Phytonutrients, could they soon be appearing on our food labels? Phytonutrients, also called phytochemicals, are substances found specifically in certain plant-based foods such as fruits, vegetables, legumes, spices and grains. Phytochemicals protect the plant from threats such as fungi, UV and insects but are also proven to have significant benefits for those who consume them.
There are more than 25,000 different phytonutrients, which have a variety of significant benefits. They have been found to have antioxidant and anti-inflammatory properties, enhance immunity, repair DNA damage from exposure to toxins, detoxify carcinogens and alter estrogen metabolism.
How can you get more phytonutrients?
The term ‘eat the rainbow’ has never held more truth. Phytonutrients are the compounds that give plants their pigments. To tell which plants are rich in phytonutrients look for those who are deeply coloured, such as berries, greens and spices. Of course, there are some exceptions to the rule, such as onions and garlic which contain little pigment, but by aiming to eat a rainbow of plant-based foods you will receive a range of phytochemicals and their associated benefits.
Don’t throw away the skins! Phytonutrients are often most concentrated in the skins of fruits and vegetables. To get the most out of your produce leave the skin on and do not overcook.
When you’re planning your menus, be sure to consider plant-based components which will increase the nutrient density of your dishes.
Six famous phytonutrients to look out for are:
Lignans mimic the effect of estrogen, so are considered phytoestrogens. Like all phytonutrients, they are found in fruits, vegetables, seeds and whole grains with a high concentration found in kale, broccoli, apricots, strawberries, flaxseed and sesame seeds.

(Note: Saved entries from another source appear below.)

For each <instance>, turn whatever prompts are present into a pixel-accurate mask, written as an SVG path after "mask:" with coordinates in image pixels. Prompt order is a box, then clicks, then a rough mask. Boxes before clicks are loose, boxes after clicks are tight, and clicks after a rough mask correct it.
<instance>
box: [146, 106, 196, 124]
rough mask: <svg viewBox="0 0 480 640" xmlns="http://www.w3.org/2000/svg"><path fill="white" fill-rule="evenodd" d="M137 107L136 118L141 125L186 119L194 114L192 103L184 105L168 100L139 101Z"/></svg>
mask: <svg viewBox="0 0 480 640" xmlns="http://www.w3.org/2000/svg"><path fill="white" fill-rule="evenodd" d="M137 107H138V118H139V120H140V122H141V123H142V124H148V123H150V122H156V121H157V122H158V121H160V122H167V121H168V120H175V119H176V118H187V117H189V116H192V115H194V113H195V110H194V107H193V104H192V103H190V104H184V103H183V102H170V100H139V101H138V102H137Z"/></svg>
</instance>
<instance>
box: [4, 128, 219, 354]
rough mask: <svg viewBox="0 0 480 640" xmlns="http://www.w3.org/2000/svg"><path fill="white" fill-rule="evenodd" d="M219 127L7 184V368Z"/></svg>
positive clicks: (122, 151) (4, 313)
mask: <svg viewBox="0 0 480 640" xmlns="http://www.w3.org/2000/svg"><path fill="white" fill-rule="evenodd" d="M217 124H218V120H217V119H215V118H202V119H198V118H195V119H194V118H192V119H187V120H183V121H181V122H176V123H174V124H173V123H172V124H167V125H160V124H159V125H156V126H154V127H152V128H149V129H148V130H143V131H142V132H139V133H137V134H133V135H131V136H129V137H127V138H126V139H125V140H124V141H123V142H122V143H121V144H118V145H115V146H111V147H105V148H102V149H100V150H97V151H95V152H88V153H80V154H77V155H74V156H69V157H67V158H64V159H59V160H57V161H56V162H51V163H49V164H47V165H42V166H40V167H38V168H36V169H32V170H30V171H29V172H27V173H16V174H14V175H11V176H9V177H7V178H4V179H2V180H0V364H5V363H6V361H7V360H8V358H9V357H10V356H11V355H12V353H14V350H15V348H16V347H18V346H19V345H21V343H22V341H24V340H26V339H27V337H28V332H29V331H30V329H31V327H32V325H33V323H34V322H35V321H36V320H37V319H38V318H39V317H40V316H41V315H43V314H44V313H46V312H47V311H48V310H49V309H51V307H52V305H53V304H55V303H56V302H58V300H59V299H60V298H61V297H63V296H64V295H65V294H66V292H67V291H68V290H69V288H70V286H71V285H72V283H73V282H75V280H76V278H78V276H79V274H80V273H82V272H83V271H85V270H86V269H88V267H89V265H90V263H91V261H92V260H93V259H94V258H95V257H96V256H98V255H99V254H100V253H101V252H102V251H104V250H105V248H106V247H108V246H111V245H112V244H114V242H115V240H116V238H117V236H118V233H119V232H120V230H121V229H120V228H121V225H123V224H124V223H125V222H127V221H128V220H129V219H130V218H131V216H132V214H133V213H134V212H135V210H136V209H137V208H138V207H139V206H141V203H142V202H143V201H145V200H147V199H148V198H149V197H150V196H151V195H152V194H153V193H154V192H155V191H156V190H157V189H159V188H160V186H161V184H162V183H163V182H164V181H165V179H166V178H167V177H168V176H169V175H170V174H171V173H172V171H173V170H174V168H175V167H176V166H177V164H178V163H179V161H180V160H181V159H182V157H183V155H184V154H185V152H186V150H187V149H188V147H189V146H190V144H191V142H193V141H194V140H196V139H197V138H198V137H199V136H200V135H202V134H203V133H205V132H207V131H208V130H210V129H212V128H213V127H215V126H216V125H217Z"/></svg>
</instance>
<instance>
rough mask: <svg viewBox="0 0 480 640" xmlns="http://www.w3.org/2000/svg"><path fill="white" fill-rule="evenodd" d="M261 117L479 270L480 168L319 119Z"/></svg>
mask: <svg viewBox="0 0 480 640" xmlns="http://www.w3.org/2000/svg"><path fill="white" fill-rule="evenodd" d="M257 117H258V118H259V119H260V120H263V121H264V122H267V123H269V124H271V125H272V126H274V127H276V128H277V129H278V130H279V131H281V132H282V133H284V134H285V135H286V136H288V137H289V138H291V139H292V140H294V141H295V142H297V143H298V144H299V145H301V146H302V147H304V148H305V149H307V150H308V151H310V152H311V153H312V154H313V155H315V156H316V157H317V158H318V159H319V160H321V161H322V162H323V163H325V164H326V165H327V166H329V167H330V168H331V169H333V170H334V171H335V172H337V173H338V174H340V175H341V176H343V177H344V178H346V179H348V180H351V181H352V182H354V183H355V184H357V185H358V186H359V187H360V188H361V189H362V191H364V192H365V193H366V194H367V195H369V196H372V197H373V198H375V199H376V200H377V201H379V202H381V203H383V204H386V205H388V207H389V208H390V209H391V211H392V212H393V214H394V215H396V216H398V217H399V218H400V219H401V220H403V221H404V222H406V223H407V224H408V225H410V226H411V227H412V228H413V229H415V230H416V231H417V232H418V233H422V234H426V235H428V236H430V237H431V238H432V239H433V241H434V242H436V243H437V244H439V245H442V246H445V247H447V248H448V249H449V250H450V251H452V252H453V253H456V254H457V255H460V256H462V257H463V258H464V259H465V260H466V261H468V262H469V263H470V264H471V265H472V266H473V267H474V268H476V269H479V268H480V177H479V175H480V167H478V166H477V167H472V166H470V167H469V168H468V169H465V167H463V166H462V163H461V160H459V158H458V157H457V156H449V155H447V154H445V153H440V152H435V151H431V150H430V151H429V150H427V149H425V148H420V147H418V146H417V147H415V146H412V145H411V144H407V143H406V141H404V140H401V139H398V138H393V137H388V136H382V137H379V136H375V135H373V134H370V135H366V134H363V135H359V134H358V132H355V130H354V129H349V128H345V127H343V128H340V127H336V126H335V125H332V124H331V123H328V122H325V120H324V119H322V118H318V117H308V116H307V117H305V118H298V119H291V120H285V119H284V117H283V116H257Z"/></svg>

Due to their estrogen-like activity lignans are associated with preventing hormone-related cancers with studies showing a positive result in terms of endometrial and ovarian cancers.
Resveratrol is a prominent phytochemical in grapes and red wine. A member of the stilbenoid phytonutrient group it has strong antioxidant and anti-inflammatory properties and is being studied as a possible treatment for type 2 diabetes following positive preliminary studies.
There are hundreds of carotenoids. They present as the yellow, orange and red pigment in plants. Carrots, sweet potatoes, oranges and bell peppers all contain carotenoids. For optimal absorption, carotenoids should be consumed with a fat and are associated with eye health, anti-ageing, immune-system functionality and a reduced risk of cancer.
Curcumin is a very effective anti-inflammatory agent and antioxidant. It is found primarily in turmeric which has been used for centuries in India as a medicinal remedy. Based on successful preliminary trials it has been suggested that curcumin could aid in inflammatory diseases such as rheumatoid arthritis as well as cystic fibrosis and Alzheimer’s disease.
- Ellagic Acid
Ellagic acid is found in a number of berries, including strawberries, raspberries and pomegranates. Also called tannins, ellagic acid may help protect against cancer by slowing the growth of cancer cells and aiding the liver to neutralize cancer-causing chemicals. Another potential benefit from ellagic acid is improved glucose metabolism which could be beneficial for type 2 diabetics and hyperglycemics.
This is a very large group of phytonutrients. They are found across a wide range of foods including apples, onions, coffee, grapefruit, tea, berries, chocolate broccoli and red wine. They are associated with longevity and reduced risk of cardiovascular disease and cancer. One large-scale 25-year study published in the Archives of Internal Medicine found that flavonoid consumption across seven countries was significantly associated with longevity.
So embrace the rainbow of fruits, vegetables and spices at your disposal. Cook for colour.